8. The irradiation method according to any one of claims 1 to 5, wherein: also comprises the steps of

S8, ending irradiation: after the irradiation is finished, taking down an experimental target, and resetting all equipment;

s9, periodically checking after irradiation: and (3) carrying out CT imaging and three-dimensional biological optical imaging at a later period, and observing the irradiation reaction.

9. A multi-modal image-guided irradiation system, comprising:

the device comprises a carrying turntable (1), wherein the carrying turntable (1) is used for fixing an experimental target;

the radiation source (2) is used for emitting radiation to an experimental target, and a detachable irradiation collimator is arranged at a beam outlet of the radiation source (2);

the detector (3) is used for receiving rays penetrating through an experimental target when CT imaging is carried out, the detector (3) is provided with a movable detector baffle (4), and the detector baffle (4) is used for protecting the detector (3) in the irradiation process after CT imaging is finished;

the radiation source (2) and the detector (3) form a CT module, and the CT module is used for CT imaging; the radiation source (2) and the irradiation collimator form an irradiation module, and the irradiation module is used for irradiation;

the biological optical imaging module comprises a CCD camera (5), an optical filter (6) and an excitation laser (8), wherein the excitation laser (8) is used for exciting an experimental target to emit biological fluorescence during molecular fluorescence imaging, and light rays emitted by the experimental target are processed by the optical filter (6) along a straight line during bioluminescence imaging or molecular fluorescence imaging and are finally collected by the CCD camera (5) to complete image collection of biological optical imaging, so that a three-dimensional biological optical image is obtained;

the central control module is used for image reconstruction, multi-mode image guiding, irradiation parameter setting, radiation dose calculation and radiation dose judgment, registration fusion is carried out on the CT image and the three-dimensional biological optical image by the central control module to obtain a multi-mode image, an irradiation plan is formulated based on the multi-mode image, and finally the irradiation module is controlled to irradiate an experimental target.

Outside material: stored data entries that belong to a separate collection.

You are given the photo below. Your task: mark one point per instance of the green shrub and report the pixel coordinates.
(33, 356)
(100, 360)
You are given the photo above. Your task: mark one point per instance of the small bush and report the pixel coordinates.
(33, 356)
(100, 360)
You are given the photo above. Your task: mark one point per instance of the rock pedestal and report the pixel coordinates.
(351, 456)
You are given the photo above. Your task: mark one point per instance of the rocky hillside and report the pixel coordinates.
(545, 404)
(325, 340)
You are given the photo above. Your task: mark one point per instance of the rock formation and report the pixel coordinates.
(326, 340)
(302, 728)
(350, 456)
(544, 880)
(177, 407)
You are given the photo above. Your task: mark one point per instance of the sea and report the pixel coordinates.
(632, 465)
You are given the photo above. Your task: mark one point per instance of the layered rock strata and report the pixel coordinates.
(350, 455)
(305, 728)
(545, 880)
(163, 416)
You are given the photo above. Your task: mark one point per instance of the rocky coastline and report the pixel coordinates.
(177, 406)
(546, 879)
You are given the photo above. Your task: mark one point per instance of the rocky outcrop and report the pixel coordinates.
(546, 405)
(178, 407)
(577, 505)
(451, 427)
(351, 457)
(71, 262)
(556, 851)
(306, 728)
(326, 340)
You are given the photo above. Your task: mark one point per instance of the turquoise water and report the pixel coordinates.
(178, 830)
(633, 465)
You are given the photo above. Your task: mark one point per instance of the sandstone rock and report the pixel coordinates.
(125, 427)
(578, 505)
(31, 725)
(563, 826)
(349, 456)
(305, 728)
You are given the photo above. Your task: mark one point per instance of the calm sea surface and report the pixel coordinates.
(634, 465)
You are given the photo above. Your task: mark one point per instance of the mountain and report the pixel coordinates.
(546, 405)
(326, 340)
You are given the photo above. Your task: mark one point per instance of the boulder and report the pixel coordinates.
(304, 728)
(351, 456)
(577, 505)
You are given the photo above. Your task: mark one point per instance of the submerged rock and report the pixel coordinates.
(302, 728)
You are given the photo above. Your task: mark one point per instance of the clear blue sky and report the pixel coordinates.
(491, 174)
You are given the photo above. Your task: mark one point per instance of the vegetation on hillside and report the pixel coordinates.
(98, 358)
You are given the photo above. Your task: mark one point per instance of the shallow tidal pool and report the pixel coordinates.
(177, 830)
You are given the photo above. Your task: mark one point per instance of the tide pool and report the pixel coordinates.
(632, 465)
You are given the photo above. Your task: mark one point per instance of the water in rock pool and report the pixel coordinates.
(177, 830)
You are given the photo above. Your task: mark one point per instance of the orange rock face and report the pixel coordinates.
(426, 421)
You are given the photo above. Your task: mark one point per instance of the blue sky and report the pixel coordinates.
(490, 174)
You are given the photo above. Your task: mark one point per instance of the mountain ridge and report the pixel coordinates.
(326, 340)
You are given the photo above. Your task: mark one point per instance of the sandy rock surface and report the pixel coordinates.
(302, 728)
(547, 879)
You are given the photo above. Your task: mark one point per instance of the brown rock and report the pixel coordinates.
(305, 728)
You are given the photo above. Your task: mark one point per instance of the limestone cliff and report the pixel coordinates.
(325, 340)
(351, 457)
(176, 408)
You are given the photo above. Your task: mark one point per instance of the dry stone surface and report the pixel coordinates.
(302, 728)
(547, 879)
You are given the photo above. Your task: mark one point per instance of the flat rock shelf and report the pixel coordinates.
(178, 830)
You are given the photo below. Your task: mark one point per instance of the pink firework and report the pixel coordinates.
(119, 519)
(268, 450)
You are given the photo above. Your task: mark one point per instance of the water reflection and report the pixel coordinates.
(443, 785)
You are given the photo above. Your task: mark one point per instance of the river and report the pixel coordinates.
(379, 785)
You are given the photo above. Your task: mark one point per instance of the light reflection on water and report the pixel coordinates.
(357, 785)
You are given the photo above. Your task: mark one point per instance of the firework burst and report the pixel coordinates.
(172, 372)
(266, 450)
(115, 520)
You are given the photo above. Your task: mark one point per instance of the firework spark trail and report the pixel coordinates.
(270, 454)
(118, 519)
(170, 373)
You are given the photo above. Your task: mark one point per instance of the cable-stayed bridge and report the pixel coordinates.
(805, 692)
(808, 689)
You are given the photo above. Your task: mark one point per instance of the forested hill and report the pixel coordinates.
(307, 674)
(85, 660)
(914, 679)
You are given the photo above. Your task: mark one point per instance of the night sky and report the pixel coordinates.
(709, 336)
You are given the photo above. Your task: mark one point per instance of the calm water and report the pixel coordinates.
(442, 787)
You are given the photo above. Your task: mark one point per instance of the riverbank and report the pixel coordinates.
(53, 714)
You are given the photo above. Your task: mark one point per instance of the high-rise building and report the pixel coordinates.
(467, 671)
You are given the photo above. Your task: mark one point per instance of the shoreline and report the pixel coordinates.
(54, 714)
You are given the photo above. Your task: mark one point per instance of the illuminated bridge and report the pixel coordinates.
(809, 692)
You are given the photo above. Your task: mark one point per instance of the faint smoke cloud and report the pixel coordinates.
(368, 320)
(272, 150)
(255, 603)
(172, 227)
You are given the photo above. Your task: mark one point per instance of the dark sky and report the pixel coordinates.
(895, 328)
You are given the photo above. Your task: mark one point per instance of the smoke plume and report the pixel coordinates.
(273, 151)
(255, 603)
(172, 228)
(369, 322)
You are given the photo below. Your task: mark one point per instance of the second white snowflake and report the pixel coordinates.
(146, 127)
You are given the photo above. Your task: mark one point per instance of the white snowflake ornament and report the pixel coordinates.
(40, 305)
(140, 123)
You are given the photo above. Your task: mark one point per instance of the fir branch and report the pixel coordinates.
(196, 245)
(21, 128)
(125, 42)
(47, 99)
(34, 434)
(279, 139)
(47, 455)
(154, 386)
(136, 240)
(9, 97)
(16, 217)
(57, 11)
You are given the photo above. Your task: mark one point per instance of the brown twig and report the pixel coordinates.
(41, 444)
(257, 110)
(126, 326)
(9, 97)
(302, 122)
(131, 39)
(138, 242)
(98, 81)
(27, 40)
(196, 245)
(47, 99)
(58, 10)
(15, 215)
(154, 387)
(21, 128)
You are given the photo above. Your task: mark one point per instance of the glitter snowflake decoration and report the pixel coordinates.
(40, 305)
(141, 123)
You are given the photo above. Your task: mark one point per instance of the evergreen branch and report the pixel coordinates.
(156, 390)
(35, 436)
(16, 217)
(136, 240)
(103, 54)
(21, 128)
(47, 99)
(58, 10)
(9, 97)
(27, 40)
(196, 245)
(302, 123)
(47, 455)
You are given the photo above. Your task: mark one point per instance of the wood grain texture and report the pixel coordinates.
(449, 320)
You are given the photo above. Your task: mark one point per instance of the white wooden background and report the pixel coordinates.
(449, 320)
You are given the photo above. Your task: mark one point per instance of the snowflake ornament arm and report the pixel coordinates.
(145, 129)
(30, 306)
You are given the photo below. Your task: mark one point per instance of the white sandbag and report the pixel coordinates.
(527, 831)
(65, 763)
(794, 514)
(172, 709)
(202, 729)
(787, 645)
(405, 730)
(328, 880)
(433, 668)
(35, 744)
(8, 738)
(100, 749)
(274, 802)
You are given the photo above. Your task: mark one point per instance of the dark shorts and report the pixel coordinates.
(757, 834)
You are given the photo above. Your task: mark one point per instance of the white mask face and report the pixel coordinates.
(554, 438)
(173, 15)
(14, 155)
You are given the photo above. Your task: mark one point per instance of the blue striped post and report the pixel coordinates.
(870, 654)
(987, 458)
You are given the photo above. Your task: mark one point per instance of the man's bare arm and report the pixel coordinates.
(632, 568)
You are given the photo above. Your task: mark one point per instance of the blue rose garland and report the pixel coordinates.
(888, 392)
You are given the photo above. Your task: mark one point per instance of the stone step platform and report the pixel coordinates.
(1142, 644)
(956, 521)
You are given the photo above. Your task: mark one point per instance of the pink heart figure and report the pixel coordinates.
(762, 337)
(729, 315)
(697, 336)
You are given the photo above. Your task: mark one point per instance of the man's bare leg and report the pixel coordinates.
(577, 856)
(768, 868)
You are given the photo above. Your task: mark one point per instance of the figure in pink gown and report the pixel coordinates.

10. The irradiation system of claim 9, wherein:

the biological optical imaging module comprises a CCD camera (5), an optical filter (6) and an excitation laser (8), and also comprises a reflecting mirror (7), wherein when in biological luminescence imaging or molecular fluorescence imaging, light rays emitted by an experimental target are reflected by the reflecting mirror (7), are processed by the optical filter (6), and are finally collected by the CCD camera (5), so that the image collection of biological optical imaging is completed, and a three-dimensional biological optical image is obtained.